Dental health is often ignored in India. What efforts are afoot to raise awareness about dental tests and diseases?
Even though, India is progressing as never in oral health, a keen understanding of societal aspects can be helpful for both oral health planners and implementers especially in rural areas. A change in society outlook and attitude is slow, which requires persistent efforts and continuous education and active participation of society. In brief a careful planning based on education of oral health that not only involves oral health educator but society in its noble cause removing misconceptions and providing effective and cost-effective treatment near is a need of an hour in Indian society. Being in every locality will help them build credibility in their community and become respected members of the community.
As an effort to spread awareness about oral healthcare, we organise dental programs under “Community Dental Outreach Programs” in RWA, Schools and Corporates. In these programs we organize talk shows and seminars in which our dental surgeons educate people on how oral health care is important at every stage of life.
We possess two fully loaded Mobile Dental Vans for taking the treatment to the patient’s doorstep, if needed. These are also utilized towards holding health campaigns in the under privileged colonies thus taking care of our Corporate Social Responsibility.
Clove Dental is working to be in every locality and has an expert team of dentists who bring skills and experience from all dental specialties as well as general dentistry. There’s no oral healthcare issue we cannot address. Collectively, our dental team brings over 2,000 years of experience to our clinics.

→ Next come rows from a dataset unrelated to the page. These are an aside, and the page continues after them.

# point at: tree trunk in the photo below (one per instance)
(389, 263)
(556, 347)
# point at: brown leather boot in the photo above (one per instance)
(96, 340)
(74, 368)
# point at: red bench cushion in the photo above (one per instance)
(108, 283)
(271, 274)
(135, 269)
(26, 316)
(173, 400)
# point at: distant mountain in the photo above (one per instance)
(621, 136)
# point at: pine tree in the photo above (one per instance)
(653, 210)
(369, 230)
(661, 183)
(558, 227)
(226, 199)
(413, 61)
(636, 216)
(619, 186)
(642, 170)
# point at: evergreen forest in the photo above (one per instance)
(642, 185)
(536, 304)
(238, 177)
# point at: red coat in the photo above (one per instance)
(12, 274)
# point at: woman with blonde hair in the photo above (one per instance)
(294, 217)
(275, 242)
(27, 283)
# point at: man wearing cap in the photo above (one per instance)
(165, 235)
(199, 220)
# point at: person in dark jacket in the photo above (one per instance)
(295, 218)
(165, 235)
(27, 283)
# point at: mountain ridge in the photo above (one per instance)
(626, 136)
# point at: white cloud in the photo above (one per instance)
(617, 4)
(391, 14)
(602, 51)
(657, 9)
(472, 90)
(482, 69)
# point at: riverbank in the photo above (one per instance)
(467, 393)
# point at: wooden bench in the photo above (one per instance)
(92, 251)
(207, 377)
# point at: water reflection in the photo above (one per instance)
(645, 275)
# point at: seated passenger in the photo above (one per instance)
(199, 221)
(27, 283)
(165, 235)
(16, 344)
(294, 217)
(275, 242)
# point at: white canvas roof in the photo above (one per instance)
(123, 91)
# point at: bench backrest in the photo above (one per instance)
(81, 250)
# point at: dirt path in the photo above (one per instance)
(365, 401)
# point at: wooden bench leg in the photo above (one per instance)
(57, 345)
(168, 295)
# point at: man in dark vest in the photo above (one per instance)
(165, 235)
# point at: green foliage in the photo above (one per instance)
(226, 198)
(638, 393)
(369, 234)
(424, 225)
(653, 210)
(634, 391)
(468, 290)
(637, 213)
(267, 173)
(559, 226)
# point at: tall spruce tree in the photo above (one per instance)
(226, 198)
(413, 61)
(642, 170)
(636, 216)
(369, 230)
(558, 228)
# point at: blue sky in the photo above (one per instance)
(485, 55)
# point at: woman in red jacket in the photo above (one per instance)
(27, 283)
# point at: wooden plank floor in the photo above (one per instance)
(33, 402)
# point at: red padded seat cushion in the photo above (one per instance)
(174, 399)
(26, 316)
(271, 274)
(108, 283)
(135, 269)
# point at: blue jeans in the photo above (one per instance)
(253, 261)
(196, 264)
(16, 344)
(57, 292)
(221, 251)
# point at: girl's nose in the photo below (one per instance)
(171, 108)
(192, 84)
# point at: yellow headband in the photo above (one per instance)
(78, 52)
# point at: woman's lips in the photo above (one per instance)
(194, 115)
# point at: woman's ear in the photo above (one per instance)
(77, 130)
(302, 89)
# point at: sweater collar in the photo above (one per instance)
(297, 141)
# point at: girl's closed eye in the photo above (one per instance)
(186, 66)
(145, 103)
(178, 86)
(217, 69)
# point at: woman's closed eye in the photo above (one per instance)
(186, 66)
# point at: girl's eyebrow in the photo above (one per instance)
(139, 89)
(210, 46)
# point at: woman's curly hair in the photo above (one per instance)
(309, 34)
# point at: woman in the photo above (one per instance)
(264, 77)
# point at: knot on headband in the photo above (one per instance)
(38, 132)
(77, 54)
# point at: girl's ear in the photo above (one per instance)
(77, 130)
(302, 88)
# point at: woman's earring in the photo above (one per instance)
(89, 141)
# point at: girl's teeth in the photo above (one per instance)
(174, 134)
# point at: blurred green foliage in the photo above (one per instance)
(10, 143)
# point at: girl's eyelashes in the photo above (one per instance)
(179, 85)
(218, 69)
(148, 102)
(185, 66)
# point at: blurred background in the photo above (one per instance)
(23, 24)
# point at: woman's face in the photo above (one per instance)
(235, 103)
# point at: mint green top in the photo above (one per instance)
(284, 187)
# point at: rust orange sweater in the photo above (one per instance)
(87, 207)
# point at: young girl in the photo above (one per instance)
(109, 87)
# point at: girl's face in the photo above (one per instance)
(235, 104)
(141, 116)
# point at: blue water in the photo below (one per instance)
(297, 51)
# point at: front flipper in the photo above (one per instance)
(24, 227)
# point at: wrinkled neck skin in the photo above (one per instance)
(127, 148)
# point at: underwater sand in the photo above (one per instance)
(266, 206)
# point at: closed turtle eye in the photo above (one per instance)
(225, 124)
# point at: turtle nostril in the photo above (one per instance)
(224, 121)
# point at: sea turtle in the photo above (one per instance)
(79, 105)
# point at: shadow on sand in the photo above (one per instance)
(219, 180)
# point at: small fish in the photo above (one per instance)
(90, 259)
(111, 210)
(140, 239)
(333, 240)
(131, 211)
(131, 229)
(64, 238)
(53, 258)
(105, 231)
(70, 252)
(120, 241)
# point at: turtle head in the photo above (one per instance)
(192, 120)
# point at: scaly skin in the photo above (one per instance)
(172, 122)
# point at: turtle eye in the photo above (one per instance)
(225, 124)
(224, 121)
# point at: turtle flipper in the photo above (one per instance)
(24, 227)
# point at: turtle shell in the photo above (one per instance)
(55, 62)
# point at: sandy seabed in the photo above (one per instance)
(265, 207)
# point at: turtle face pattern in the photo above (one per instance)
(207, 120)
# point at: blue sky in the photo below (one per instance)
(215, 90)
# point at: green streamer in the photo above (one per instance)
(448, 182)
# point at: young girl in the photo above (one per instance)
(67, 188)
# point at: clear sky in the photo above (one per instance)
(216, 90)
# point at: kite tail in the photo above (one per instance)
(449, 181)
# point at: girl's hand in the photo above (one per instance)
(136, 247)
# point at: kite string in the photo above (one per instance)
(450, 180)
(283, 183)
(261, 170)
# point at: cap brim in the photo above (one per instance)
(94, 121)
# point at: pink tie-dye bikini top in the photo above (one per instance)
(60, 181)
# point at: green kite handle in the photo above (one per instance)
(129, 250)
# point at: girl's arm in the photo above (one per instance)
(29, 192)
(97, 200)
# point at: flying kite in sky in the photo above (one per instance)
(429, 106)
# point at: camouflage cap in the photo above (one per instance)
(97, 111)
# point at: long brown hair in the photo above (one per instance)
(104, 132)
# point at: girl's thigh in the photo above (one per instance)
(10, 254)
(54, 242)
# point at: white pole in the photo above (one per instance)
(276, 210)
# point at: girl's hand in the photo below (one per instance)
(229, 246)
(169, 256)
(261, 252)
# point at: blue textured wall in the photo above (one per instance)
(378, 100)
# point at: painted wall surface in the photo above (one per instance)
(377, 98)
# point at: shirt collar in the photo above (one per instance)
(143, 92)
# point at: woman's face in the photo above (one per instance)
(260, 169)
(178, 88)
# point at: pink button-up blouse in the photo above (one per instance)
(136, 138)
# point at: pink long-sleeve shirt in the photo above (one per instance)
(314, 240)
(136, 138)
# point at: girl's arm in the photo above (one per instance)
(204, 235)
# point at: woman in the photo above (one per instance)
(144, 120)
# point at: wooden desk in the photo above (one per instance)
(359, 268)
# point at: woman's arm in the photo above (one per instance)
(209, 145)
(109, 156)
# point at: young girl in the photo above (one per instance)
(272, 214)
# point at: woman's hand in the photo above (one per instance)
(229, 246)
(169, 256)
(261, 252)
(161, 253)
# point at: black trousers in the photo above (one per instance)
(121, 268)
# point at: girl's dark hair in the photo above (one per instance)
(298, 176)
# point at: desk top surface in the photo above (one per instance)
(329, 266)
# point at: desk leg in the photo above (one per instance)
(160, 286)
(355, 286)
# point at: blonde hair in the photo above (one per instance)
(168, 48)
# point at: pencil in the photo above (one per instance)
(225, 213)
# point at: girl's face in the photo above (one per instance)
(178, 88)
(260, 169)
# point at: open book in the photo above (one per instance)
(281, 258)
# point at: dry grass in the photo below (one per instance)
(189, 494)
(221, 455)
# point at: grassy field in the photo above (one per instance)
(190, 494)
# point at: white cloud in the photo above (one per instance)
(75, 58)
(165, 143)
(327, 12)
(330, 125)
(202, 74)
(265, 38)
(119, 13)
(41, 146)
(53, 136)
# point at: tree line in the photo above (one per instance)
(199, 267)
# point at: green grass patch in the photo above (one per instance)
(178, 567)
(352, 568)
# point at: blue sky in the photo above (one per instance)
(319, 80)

Our dental team includes a talented pool of specialists such as periodontists, endodontists, prosthodontists, orthodontists, paediatric dentists etc. When general dentists refer patients to one of our specialists, patients are, in effect, getting two opinions and the attention of two highly qualified dental professionals without having to go outside our network.
How future ready are our Dental Colleges in undertaking research-based activities to help improve the quality of care?
Research in the dental field is progressing at mightier speed worldwide. Recent times have witnessed a tremendous improvement in dentistry due to the development of newer technologies, improved and sophisticated dental paraphernalia, dental materials, drugs used in dentistry, and urbane diagnostic materials for providing precision and speedy diagnosis of oral diseases. However, the situation of dental research in India is in the nascent stage even though we have nearly 309 dental colleges that are approved by the Dental Council of India, which are more than any number in the world. Moreover, opening of new dental colleges are on the rise in India. The total number of dental institutions in India is more than 300 and the number of students completing Bachelor of Dental Surgery (BDS) degree in 1 year is around 25, 000 and Master of Dental Surgery (MDS) degree are around 4000. Dental staff in various dental colleges in India is around 12000. This constitutes a vast number of oral health care professionals, which can be utilised for the upliftment of dental research in the Indian setting.
However, unfortunately, the representation of India towards dental research on the international stage is negligible. There are some unexplored barriers for the growth of dental science and scientific publications in India. Unless these barriers are identified through a scientific survey across India, it will be difficult to rectify the system to create an ideal atmosphere for the growth of dental science and knowledge transfer from India to the world.